Christine Macel has been appointed the new director of the Musée des Arts Décoratifs in Paris, replacing Olivier Gabet who stepped down earlier this year to take up the post of director of the art department at the Musée du Louvre.
Macel has been the chief curator at the Musée national d’art moderne, Centre Pompidou in Paris, since 2000, overseeing the department of “création contemporaine et prospective [contemporary and prospective creation]”.
She has organised solo exhibitions at the Centre Pompidou dedicated to Anri Sala (2012), Philippe Parreno (2009) and Sophie Calle (2003). In 2017 she took on the prestigious role of artistic director of the Venice Biennale.
The institution of Les Arts Décoratifs comprises two museums: the Musée des Arts Décoratifs—including its library—and the Musée Nissim de Camondo, as well as two schools, the École Camondo and the Ateliers du Carrousel. Collections dating from the 15th century to today focus on areas such as furniture, fashion and textiles.
The appointment surprised some French commentators. Writing in the French newspaper Le Monde, Roxana Azimi says that Macel is “an original choice because as a [specialist] in contemporary art, the general curator of heritage [the post of museum director] was expected to come from the field of design and applied arts.”
The president of the museum board, Johannes Huth, explained why Macel was appointed, saying in a statement: “It is important for us to keep certain centuries-old works on display or in our collections because they still have so much to show us; it is our duty to study them from a decidedly contemporary perspective, sharing their beauty with the audience of today.
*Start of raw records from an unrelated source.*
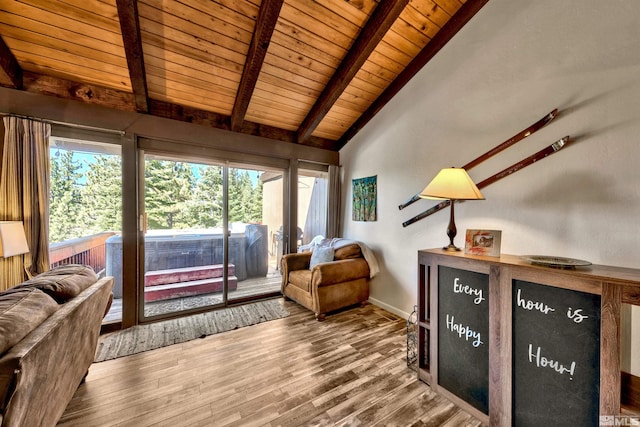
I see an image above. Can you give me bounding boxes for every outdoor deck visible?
[48,231,285,323]
[104,273,282,323]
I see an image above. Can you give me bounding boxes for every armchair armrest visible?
[281,252,311,290]
[282,252,311,272]
[312,258,370,288]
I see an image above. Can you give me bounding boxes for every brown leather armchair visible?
[281,243,370,320]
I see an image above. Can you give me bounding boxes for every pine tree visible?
[170,162,196,228]
[227,170,264,224]
[228,169,247,223]
[144,160,195,229]
[81,155,122,234]
[49,150,83,242]
[249,175,263,223]
[189,165,223,228]
[50,154,267,241]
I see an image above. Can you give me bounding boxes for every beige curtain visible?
[0,116,51,289]
[327,164,341,238]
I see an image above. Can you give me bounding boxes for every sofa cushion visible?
[310,246,335,268]
[16,264,98,303]
[0,288,59,355]
[334,243,362,260]
[288,270,312,292]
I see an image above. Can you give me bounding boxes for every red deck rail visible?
[49,232,116,275]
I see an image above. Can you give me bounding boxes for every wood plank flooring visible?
[60,300,484,426]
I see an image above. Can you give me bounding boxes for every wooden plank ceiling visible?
[0,0,488,151]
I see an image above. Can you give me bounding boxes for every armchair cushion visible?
[289,270,312,292]
[333,243,362,260]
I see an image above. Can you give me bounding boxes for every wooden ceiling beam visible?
[23,71,137,111]
[17,71,338,150]
[116,0,149,113]
[230,0,285,132]
[151,100,338,150]
[338,0,491,147]
[295,0,410,144]
[0,36,22,89]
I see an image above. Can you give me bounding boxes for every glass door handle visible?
[140,213,147,234]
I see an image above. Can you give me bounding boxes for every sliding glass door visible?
[47,134,331,326]
[227,166,282,303]
[140,153,284,320]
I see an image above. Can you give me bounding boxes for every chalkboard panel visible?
[438,266,489,414]
[512,280,601,427]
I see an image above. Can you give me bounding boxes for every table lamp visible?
[419,167,485,251]
[0,221,30,258]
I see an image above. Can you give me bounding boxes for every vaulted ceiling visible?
[0,0,488,151]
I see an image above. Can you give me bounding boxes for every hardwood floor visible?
[60,300,484,426]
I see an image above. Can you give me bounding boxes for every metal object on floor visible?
[407,304,418,371]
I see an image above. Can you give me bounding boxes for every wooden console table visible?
[417,249,640,426]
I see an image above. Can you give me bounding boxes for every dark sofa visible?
[0,265,113,427]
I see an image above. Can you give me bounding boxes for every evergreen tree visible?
[188,165,223,228]
[49,150,83,242]
[239,171,254,223]
[228,169,248,223]
[170,162,196,228]
[49,153,267,243]
[144,160,194,229]
[226,169,264,224]
[81,155,122,234]
[248,175,263,223]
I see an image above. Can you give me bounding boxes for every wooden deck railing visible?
[49,232,116,276]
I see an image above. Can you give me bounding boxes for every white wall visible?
[340,0,640,333]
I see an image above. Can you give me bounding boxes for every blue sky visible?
[50,148,261,186]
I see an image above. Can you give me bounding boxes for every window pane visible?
[49,138,122,324]
[228,167,282,302]
[298,169,328,245]
[142,157,226,317]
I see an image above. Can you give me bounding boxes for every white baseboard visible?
[368,297,411,320]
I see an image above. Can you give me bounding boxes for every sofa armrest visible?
[312,258,370,288]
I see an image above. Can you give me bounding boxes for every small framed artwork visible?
[465,229,502,257]
[352,175,377,221]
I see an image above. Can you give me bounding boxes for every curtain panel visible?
[327,165,341,239]
[0,116,51,289]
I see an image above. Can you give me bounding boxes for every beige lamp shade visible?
[419,167,485,201]
[0,221,30,258]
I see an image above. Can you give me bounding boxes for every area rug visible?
[95,299,289,362]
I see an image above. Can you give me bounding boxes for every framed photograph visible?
[465,229,502,257]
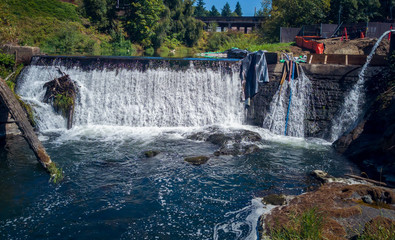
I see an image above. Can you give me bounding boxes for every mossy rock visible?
[262,194,286,205]
[144,150,160,158]
[184,156,209,166]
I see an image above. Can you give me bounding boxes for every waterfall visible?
[330,30,393,141]
[16,57,244,130]
[262,66,312,137]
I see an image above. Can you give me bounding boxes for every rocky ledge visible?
[260,172,395,239]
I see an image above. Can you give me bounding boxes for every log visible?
[344,174,387,186]
[0,77,52,169]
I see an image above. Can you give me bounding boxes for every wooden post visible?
[0,78,52,170]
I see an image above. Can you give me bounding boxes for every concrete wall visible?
[1,44,40,65]
[246,64,385,140]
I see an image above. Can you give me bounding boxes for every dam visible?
[0,53,388,239]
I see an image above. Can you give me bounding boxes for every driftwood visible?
[0,78,52,169]
[345,174,387,186]
[43,73,77,129]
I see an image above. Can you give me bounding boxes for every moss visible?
[358,217,395,240]
[47,162,63,184]
[53,93,74,118]
[17,96,36,127]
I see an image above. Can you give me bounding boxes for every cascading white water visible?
[262,66,312,137]
[16,58,244,130]
[330,30,393,141]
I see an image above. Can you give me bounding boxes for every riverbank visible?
[259,173,395,239]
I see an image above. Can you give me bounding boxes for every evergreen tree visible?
[209,5,220,16]
[194,0,206,17]
[234,1,242,16]
[221,2,232,17]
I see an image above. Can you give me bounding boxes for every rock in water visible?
[43,73,77,129]
[184,156,209,166]
[144,150,160,158]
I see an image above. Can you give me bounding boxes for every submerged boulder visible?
[187,127,263,157]
[184,156,209,166]
[144,150,160,158]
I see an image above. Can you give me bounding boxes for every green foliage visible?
[81,0,116,31]
[125,0,165,48]
[47,162,64,184]
[209,5,220,17]
[260,0,331,42]
[0,52,15,79]
[234,2,242,16]
[53,93,74,118]
[194,0,207,17]
[270,208,325,240]
[205,31,293,53]
[221,2,232,17]
[328,0,381,24]
[145,47,155,56]
[41,24,97,55]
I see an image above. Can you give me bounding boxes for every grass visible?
[357,219,395,240]
[269,208,325,240]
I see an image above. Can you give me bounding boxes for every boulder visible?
[184,156,209,166]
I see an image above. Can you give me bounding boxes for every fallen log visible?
[345,174,387,186]
[0,77,61,181]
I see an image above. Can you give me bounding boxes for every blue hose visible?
[284,62,295,136]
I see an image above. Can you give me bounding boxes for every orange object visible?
[360,31,365,39]
[295,36,324,54]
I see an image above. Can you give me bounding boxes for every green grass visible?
[269,208,325,240]
[0,0,112,55]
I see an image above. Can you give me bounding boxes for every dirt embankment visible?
[318,38,390,55]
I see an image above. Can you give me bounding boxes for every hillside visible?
[0,0,118,55]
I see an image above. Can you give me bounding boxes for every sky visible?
[203,0,263,16]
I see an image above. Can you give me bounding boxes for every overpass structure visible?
[196,16,265,33]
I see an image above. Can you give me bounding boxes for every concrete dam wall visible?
[246,63,384,140]
[0,56,385,142]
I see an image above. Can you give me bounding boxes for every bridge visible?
[195,16,265,33]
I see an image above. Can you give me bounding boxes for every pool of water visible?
[0,125,359,239]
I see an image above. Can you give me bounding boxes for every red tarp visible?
[295,36,324,54]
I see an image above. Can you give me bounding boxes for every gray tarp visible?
[240,50,269,108]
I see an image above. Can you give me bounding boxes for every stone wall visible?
[246,63,385,140]
[1,44,41,65]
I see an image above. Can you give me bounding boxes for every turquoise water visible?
[0,126,358,240]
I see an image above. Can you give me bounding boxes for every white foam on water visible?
[213,198,275,240]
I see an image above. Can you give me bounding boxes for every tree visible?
[234,1,242,16]
[328,0,381,23]
[209,5,220,16]
[194,0,207,17]
[125,0,165,47]
[221,2,232,17]
[82,0,116,31]
[259,0,331,42]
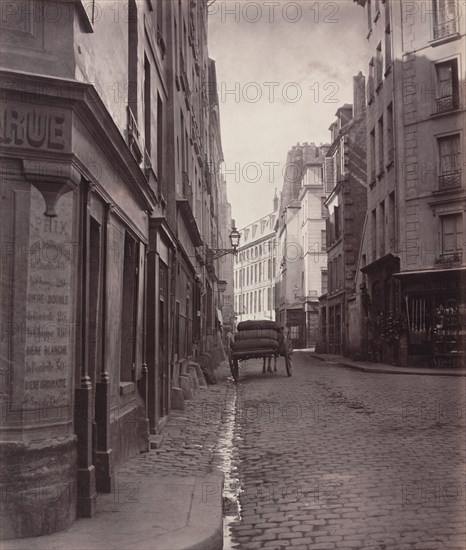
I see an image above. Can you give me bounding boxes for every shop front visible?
[397,268,466,368]
[361,254,401,363]
[0,72,156,539]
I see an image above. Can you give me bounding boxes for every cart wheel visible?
[285,352,292,377]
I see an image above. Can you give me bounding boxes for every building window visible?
[290,326,300,340]
[370,128,376,183]
[267,288,272,310]
[387,103,394,166]
[143,54,152,163]
[371,209,377,260]
[120,233,139,381]
[368,58,375,102]
[438,134,461,189]
[321,271,328,295]
[378,115,384,175]
[259,262,262,282]
[380,200,386,256]
[258,290,262,312]
[433,0,458,40]
[441,213,463,258]
[388,192,396,251]
[321,197,328,218]
[156,93,163,182]
[334,205,341,240]
[435,59,459,114]
[385,24,392,73]
[321,230,327,251]
[375,42,383,89]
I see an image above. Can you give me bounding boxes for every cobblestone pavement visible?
[117,361,234,479]
[226,352,466,550]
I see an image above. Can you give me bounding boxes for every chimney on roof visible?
[353,71,366,120]
[273,189,279,211]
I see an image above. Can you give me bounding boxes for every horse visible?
[262,354,278,373]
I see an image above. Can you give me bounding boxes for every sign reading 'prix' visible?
[21,187,74,412]
[0,103,70,151]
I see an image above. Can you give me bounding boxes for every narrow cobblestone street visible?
[224,353,466,550]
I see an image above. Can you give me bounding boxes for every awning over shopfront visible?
[394,267,466,277]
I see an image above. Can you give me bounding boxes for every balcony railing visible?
[127,107,142,164]
[434,251,463,266]
[433,18,458,40]
[436,94,460,114]
[439,170,461,190]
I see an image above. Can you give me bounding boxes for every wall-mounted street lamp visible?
[208,222,241,261]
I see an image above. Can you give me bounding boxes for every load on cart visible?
[227,320,292,381]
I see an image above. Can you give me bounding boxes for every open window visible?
[435,59,459,114]
[438,133,461,190]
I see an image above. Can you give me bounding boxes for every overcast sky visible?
[208,0,368,229]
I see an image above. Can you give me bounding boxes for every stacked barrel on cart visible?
[231,320,283,356]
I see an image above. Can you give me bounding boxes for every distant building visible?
[234,197,279,324]
[275,143,330,349]
[317,74,367,357]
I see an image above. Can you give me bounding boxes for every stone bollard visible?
[179,375,193,400]
[189,361,208,387]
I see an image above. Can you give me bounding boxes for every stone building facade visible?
[0,0,232,539]
[353,0,465,366]
[318,75,368,357]
[276,143,329,349]
[234,197,278,325]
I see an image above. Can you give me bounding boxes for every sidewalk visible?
[301,351,466,377]
[2,362,234,550]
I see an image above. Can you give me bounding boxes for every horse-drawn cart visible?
[227,320,292,381]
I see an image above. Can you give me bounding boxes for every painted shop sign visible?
[431,356,465,369]
[19,186,74,412]
[404,279,466,293]
[0,103,70,151]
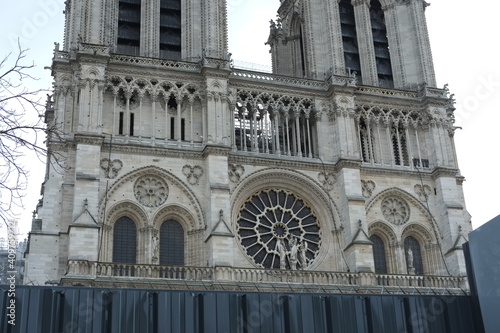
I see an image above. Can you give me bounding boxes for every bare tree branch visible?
[0,43,59,227]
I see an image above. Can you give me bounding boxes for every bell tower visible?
[268,0,436,88]
[63,0,228,61]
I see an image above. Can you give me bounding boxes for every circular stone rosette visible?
[134,175,169,207]
[236,189,321,270]
[381,196,410,225]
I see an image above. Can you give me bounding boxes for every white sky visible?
[1,0,499,236]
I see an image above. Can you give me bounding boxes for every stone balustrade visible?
[65,260,468,292]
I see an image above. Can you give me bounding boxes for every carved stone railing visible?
[231,69,326,89]
[110,55,201,72]
[65,261,468,292]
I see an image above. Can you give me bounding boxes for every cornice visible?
[360,164,434,180]
[228,153,335,172]
[101,142,205,160]
[202,145,231,158]
[334,158,362,172]
[74,133,105,146]
[431,167,460,180]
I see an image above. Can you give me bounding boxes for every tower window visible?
[340,0,362,80]
[117,0,141,56]
[370,0,394,88]
[159,0,181,60]
[370,235,388,274]
[160,219,184,266]
[112,217,137,264]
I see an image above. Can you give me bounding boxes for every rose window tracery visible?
[236,189,321,270]
[381,196,410,225]
[134,175,169,207]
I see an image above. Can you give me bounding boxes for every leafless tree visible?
[0,44,55,226]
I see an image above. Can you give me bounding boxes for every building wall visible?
[24,0,470,286]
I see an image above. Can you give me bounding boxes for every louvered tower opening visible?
[370,0,394,88]
[160,0,182,60]
[117,0,141,56]
[339,0,362,81]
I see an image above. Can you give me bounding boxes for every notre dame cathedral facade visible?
[24,0,470,291]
This is Christine Macel’s vision.”
Macel was also the curator of the French Pavilion at the 2013 Venice Biennale, presenting works by Anri Sala, and co-organised the Belgian Pavilion exhibition of works by Eric Duyckaerts in 2007. She co-curated the show, Collected by Thea Westreich Wagner and Ethan Wagner, at the Whitney Museum of American Art in New York in 2016.
“Ever since my first brush with contemporary art, I’ve been fascinated by how its diversity, its porous nature, its tendency towards reciprocal contamination, all interact within the different fields of creation,” Macel says in a statement.